The map in the front and the explanations in the acknowledgements in the back are both helpful and essential to round out your Damascus Station experience. Never forget that freedom is not free. Stand up and be counted.
A commendable clandestine caper, Damascus Station is Highly Recommended by Whom You Know.
Sam Joseph is a CIA case officer rocked by—and seeking to avenge—his beloved colleague’s capture, torture, and murder at the hands of Syrian President Bashar al-Assad’s secret police. Mariam Haddad is a Syrian palace official growing increasingly uneasy supporting a regime that has roughed up and imprisoned her beloved cousin for protesting. When Sam and Mariam meet in Paris, political intrigue mixes with personal chemistry to create an explosive cocktail, igniting the gripping plot of David McCloskey’s DAMASCUS STATION (W. W. Norton & Company, $27.95 hardcover, October 5, 2021).
Spy thrillers should possess an authenticity that allows the reader to suspend disbelief about the author’s fanciful twists and larger-than-life characters, but this book clears a much higher bar. McCloskey was a CIA analyst in Syria and across the Middle East, and the book is thoroughly grounded in realistic details of present-day spycraft, with cyberweapons and sophisticated covert communications replacing Cold War tropes. Here, the timeless fascination of human intelligence—from surveillance and countersurveillance to the slow dance of asset recruitment—is revealed in all its nuance. Insider CIA slang, rules, and acronyms abound, adding not just realism but color and humor.
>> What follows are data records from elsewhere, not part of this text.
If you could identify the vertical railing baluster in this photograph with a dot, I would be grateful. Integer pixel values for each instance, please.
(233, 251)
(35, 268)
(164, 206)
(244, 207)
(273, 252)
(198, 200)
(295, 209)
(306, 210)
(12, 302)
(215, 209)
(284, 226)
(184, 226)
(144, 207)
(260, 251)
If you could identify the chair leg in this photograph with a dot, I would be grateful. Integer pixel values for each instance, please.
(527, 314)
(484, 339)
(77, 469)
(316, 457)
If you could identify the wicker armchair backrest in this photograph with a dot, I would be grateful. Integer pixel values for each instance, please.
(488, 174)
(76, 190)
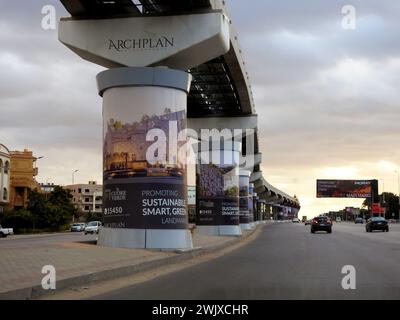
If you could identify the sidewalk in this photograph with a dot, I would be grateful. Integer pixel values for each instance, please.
(78, 263)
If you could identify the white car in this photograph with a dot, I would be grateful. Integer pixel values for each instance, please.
(4, 232)
(93, 227)
(77, 227)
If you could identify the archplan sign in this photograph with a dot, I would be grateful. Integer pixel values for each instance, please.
(346, 188)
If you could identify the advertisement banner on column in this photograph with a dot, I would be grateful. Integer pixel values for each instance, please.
(144, 162)
(218, 192)
(244, 199)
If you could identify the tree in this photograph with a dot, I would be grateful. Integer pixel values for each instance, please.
(36, 207)
(60, 208)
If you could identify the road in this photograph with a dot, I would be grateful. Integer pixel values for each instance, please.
(42, 240)
(287, 262)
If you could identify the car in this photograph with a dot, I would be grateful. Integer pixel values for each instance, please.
(93, 227)
(377, 223)
(4, 232)
(359, 220)
(321, 224)
(78, 227)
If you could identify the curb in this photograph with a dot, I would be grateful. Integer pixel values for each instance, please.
(37, 291)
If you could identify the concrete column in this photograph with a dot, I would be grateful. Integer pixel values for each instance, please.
(145, 194)
(217, 209)
(251, 205)
(244, 214)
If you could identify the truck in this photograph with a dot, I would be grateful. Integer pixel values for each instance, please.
(4, 232)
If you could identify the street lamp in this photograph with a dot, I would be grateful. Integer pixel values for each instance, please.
(398, 188)
(73, 176)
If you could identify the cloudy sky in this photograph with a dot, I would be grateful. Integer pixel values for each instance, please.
(327, 97)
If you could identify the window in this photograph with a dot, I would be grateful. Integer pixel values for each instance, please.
(6, 167)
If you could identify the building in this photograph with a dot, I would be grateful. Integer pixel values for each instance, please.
(4, 177)
(87, 198)
(23, 171)
(47, 188)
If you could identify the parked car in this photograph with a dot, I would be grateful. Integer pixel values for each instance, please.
(93, 227)
(358, 220)
(321, 224)
(377, 223)
(78, 227)
(4, 232)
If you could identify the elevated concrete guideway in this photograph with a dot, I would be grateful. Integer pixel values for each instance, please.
(220, 93)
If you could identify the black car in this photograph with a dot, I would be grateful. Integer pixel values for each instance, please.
(321, 224)
(377, 223)
(359, 220)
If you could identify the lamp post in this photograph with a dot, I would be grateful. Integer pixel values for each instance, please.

But it’s not just the spycraft that McCloskey is concerned with. The complexities of the civil war in Syria come to life thanks to his experience and eye for describing detail. The Damascus sections could double as city travel guides, and some events—a Syrian mob overrunning the US Embassy, a sarin gas attack, an assassination attempt on Assad and his deputies—are drawn from the actual history of those turbulent years, which McCloskey experienced firsthand.
Moreover, to his credit and the novel’s benefit, McCloskey captures not just the place but the people, via three-dimensional characters such as Ali and Rustum Hassan, Assad’s spy catcher and his estranged brother, head of the Republican Guard; the wise dissident exile Fatimah Wael; rebels Abu Qasim and his wife, nicknamed Black Death for her expertise as a sniper; and others. Across the spectrums of politics, class, and ethnicity, each character is given dignity and a coherent psychological and emotional logic behind his/her actions. Dilemmas are the currency of spy stories, but what DAMASCUS STATION achieves is the moral complexity of a literary novel. Sam Joseph is the hero, but the reader gets not just the other side of the story but all sides.
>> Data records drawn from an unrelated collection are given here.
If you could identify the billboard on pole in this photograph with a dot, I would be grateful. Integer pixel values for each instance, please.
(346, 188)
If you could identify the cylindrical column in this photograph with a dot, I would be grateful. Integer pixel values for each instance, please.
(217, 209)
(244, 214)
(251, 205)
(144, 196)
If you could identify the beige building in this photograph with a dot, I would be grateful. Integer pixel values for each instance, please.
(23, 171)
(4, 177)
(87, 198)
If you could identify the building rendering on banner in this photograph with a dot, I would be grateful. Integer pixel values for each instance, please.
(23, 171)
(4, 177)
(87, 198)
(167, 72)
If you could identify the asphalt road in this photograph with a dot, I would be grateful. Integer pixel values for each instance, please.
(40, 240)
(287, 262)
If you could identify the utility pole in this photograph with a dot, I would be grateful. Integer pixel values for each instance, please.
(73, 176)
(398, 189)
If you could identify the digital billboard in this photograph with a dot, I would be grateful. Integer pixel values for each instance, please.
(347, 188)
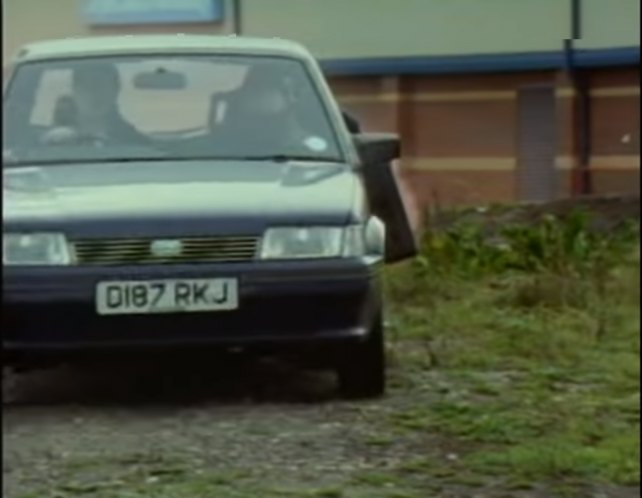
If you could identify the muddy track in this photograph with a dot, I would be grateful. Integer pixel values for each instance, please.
(256, 427)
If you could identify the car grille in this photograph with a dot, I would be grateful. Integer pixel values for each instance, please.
(140, 251)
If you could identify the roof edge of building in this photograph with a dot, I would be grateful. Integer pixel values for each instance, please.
(481, 63)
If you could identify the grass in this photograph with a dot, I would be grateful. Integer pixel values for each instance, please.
(543, 365)
(511, 369)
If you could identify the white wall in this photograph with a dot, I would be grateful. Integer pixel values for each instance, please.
(610, 23)
(366, 28)
(370, 28)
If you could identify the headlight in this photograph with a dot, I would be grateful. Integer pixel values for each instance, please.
(35, 249)
(314, 242)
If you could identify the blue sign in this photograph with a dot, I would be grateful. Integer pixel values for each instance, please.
(119, 12)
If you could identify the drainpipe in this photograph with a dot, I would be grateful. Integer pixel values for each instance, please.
(583, 103)
(236, 16)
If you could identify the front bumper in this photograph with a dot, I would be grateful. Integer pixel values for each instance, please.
(53, 309)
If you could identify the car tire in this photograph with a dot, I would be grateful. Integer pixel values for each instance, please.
(362, 368)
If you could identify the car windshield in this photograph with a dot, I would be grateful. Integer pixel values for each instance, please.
(165, 108)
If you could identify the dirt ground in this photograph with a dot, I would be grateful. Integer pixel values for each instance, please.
(239, 430)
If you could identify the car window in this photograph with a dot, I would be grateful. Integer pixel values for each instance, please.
(172, 107)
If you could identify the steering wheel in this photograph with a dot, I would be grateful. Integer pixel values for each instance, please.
(66, 135)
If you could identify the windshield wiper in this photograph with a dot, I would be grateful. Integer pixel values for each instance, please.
(284, 158)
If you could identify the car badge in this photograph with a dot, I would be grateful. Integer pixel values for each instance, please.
(167, 248)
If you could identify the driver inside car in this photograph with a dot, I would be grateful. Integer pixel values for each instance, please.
(263, 115)
(95, 91)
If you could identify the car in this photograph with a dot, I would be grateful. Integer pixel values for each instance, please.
(197, 194)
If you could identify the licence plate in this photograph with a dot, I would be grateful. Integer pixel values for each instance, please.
(166, 296)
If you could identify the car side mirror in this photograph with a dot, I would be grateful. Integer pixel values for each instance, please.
(377, 148)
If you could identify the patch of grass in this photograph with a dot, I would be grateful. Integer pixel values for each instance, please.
(540, 343)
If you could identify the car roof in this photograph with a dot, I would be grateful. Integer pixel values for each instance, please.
(159, 44)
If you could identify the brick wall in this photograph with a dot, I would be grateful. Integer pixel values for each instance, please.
(460, 132)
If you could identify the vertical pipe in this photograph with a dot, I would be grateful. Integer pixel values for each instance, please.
(583, 103)
(236, 17)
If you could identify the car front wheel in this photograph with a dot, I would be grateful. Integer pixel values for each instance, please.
(362, 368)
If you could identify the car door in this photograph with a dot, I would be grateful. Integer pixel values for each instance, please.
(378, 151)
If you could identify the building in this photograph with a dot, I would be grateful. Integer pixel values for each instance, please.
(499, 100)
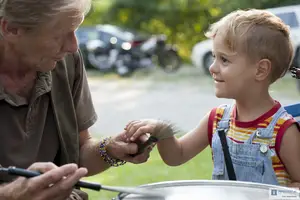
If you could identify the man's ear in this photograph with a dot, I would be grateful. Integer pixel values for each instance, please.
(263, 69)
(8, 30)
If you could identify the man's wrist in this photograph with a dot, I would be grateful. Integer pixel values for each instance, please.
(106, 147)
(4, 192)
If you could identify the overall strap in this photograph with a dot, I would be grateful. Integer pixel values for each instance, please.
(222, 129)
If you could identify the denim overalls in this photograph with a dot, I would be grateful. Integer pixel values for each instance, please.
(251, 162)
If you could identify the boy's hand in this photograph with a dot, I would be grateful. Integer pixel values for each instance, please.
(157, 128)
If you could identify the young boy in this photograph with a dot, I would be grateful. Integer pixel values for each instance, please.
(252, 49)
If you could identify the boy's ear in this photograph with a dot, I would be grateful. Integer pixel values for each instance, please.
(263, 69)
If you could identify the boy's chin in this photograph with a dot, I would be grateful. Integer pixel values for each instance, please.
(221, 95)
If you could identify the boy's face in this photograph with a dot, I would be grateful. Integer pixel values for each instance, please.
(232, 71)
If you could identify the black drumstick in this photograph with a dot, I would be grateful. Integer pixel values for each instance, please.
(29, 174)
(88, 185)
After Sam recruits Mariam to help him find and kill his colleague’s murderer, they fall in love in safe houses in romantic locales like the French Riviera and a Tuscan villa. In scenes that range from tender to sexy, McCloskey deftly shows the higher stakes involved when the secrets new lovers share aren’t just emotional risks but matters of life and death. And when Mariam brings Sam to her Krav Maga lesson, it becomes an amusing set piece dramatizing their uncertainty, fear, and attraction.
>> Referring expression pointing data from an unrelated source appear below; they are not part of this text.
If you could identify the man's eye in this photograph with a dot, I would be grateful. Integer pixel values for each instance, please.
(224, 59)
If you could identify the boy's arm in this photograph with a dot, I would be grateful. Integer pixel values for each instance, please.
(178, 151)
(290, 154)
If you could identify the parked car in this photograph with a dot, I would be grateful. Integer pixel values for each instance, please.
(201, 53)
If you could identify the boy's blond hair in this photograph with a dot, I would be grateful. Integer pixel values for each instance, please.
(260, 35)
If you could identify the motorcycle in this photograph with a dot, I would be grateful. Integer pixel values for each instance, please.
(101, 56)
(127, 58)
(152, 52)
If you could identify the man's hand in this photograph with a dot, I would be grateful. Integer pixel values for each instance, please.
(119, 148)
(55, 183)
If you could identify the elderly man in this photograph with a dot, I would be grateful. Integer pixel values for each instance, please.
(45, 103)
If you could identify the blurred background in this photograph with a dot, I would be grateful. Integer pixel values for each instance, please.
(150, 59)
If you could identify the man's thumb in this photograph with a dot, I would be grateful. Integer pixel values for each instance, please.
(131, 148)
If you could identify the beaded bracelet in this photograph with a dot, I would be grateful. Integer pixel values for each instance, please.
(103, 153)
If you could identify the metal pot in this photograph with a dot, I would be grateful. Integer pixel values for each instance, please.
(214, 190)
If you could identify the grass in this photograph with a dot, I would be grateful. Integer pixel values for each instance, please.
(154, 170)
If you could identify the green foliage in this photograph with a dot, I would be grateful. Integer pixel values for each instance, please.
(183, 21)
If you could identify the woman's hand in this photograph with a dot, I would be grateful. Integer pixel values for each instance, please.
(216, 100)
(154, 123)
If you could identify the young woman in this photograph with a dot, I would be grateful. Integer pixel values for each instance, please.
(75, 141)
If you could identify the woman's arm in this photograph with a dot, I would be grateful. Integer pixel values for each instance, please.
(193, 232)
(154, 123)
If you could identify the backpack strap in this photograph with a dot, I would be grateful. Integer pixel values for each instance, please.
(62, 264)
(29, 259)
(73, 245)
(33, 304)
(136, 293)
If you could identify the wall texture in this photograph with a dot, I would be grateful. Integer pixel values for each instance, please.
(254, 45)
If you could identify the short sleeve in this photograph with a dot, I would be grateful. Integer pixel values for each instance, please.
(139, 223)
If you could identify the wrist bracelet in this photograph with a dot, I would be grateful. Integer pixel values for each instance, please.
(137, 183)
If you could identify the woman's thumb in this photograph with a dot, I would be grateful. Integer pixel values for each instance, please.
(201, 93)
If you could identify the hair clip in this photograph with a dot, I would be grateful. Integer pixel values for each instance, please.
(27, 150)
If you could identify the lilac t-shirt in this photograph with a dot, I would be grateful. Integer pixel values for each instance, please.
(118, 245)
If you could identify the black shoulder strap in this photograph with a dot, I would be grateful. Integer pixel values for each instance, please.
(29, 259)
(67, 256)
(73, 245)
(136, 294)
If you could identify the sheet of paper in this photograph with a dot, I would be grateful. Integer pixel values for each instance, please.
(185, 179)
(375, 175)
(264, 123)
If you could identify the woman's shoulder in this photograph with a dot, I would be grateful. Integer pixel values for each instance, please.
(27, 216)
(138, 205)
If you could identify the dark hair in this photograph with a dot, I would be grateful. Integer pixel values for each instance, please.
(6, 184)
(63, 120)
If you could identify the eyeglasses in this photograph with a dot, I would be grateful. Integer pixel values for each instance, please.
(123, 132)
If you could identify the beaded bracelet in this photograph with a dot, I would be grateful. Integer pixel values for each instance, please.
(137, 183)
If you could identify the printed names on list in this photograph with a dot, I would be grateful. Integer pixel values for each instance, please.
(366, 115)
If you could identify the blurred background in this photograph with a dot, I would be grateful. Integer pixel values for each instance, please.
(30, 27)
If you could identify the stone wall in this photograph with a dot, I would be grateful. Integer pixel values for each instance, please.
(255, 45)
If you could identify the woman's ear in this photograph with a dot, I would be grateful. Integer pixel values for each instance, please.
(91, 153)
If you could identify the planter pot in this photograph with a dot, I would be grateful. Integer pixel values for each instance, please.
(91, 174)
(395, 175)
With an unforgettable endgame involving Assad’s Russian allies, DAMASCUS STATION is a vividly cinematic, smart, and authentic thriller about love, loyalty, and the tangled forces that connect and divide us.
ABOUT THE AUTHOR
DAVID MCCLOSKEY is a former CIA analyst and a former consultant at McKinsey & Company. While at the CIA, he worked in field stations across the Middle East and briefed senior White House officials and Arab royalty. He lives in Texas.